Le Réseau National pour la Promotion des Evaluations Environnementales (RENAPEE), crée en juin 2013, a pour but de promouvoir la protection et la préservation de l’environnement.

La communication donnée ce jour sous le thème « Gouvernance environnementale et minière en Afrique : cas du Burkina Faso», a pour but d’attirer l’attention des leaders politiques et de sensibiliser les citoyens sur les enjeux de l’exploitation minière sur le plan économique, social et environnemental.

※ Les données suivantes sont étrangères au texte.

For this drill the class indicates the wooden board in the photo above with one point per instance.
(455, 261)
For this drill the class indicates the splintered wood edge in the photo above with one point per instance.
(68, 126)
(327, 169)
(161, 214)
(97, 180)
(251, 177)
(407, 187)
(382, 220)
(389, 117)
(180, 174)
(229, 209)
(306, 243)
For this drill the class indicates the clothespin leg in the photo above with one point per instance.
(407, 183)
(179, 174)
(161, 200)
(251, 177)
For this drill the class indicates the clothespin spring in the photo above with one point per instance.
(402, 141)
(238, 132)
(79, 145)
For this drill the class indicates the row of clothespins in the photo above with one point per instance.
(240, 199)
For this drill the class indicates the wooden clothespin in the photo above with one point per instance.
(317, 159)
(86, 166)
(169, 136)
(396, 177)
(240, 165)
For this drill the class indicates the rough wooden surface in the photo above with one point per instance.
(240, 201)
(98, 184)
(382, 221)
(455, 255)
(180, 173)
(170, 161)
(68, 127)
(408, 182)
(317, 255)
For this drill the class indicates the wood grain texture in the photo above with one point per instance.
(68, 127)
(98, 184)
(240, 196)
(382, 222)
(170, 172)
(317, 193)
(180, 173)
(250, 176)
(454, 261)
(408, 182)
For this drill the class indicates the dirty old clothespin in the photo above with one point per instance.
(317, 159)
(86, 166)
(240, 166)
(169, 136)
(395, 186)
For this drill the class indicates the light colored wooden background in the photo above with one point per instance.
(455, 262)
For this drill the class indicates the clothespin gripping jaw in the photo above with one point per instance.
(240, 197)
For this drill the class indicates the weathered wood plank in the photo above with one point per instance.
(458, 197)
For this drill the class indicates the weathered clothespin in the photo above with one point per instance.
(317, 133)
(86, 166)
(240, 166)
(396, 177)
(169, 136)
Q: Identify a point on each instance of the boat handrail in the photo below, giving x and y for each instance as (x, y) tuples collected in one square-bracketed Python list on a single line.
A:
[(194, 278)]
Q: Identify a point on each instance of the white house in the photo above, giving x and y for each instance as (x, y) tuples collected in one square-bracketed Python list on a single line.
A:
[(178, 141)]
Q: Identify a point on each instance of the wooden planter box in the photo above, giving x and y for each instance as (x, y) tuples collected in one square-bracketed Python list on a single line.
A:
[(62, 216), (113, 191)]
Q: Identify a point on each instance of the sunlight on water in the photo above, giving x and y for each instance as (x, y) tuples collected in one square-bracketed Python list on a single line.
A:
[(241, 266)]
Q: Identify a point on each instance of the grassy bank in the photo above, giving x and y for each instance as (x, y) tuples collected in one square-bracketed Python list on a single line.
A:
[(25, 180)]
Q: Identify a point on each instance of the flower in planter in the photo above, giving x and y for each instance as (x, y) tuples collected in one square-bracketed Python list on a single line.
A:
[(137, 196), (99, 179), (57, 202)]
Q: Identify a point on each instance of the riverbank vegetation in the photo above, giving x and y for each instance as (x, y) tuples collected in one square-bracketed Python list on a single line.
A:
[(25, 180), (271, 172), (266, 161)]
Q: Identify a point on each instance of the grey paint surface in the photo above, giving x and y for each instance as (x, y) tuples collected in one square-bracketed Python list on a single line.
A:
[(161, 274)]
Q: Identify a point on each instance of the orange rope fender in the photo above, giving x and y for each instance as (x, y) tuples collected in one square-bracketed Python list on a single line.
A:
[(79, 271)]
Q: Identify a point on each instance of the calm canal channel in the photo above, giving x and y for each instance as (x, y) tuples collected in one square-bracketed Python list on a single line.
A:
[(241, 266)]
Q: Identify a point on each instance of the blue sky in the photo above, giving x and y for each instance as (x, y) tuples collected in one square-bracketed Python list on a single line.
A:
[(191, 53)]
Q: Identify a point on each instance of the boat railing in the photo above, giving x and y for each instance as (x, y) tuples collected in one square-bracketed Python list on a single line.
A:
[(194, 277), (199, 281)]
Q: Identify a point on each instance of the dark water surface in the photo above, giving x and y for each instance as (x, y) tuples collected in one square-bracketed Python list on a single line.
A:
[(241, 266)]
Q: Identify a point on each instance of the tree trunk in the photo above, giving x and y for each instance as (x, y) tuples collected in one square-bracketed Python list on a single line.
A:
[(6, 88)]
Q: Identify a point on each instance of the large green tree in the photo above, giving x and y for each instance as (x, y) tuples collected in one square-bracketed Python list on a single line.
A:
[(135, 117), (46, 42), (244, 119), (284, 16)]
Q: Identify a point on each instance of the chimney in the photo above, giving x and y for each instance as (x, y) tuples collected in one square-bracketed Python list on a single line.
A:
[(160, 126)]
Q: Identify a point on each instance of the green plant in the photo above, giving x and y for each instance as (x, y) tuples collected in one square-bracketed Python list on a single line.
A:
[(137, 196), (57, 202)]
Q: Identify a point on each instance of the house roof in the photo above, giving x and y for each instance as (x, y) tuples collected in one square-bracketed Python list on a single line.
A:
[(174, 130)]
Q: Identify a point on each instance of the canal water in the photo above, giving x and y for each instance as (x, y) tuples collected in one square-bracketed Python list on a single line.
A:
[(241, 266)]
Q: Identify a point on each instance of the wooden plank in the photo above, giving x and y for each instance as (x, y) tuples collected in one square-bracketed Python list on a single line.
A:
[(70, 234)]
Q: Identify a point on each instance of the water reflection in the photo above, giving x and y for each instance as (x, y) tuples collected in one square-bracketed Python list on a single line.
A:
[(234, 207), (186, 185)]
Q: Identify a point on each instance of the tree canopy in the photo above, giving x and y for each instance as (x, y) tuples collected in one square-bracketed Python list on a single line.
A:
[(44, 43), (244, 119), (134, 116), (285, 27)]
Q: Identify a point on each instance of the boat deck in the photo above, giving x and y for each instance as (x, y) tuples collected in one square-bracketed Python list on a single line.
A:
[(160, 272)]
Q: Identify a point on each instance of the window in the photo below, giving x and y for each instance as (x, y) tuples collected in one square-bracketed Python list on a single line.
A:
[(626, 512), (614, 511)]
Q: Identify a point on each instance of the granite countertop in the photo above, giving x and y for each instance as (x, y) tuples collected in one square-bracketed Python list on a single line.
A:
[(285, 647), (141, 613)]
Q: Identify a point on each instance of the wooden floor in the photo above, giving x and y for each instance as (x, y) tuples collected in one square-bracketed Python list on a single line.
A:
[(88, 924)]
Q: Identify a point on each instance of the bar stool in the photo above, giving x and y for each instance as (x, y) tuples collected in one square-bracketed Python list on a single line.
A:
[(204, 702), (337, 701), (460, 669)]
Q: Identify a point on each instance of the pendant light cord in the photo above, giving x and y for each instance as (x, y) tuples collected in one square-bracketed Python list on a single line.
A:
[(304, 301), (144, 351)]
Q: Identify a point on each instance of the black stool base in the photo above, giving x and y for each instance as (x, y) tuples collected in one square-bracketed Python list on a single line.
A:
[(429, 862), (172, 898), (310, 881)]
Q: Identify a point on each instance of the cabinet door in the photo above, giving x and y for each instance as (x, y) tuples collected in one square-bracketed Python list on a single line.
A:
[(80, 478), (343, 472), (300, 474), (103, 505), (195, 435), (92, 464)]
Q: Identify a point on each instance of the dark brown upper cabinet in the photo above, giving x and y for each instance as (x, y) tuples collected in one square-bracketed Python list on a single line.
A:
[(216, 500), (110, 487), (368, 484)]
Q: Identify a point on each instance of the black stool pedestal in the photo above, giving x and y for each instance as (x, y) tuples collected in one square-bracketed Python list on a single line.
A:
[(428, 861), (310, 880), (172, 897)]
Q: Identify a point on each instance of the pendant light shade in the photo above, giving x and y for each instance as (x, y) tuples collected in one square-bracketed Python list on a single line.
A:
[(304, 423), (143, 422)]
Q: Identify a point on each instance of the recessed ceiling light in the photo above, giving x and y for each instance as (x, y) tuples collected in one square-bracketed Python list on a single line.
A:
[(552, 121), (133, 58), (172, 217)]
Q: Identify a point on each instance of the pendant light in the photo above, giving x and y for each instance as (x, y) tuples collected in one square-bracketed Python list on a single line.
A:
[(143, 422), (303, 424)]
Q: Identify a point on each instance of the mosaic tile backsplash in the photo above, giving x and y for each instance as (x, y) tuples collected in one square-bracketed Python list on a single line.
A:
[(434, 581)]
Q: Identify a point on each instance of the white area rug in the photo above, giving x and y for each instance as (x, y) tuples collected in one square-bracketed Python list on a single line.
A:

La période de pleine transition où une révision de la gouvernance s’avère nécessaire, les responsables du réseau pensent que c’est « le moment propice pour que les leaders politiques revoient le code minier».

Pour eux le taux de 10% des parts d’action d’exploitation minière du pays est très faible. Le plus faible en Afrique en raison de plus de 20 à 30% appliqués dans d’autres pays africains (Bostwana 5O%, Namibie 50%, Guinée Conakry 30%, Niger plus de 30%) alors que ce sont les mêmes multinationales.

L’ex-gouvernement aurait justifié ce fait par la politique d’attirer plus d’investisseurs au Burkina. Par contre, ils font remarquer que dans pays où le taux est élevé, l’alternance politique est de mise.

Planifier l’exploitation des ressources

Au Burkina, on dénombre 13 mines d’exploitation, chose que les membres du réseau jugent pléthorique. «Si l’on reste dans le contexte du développement durable, plus rien ne sera légué aux générations futures. Il sera donc préférable que le gouvernement planifie dans le temps et dans l’espace l’extraction minière», explique Yaye Hadiza, membre du réseau.

« Ces questions ont été soulevées dans le temps et le code minier est rentré à l’assemblée et est ressorti » sans être examiné, ajoute Désiré Yaméogo, le président du réseau.

A cet effet, ils ont fait entre autres recommandations, de faire les états généraux du secteur minier, réviser le code minier pour prendre en compte les insuffisances, réaliser une évaluation environnementale pour le secteur minier.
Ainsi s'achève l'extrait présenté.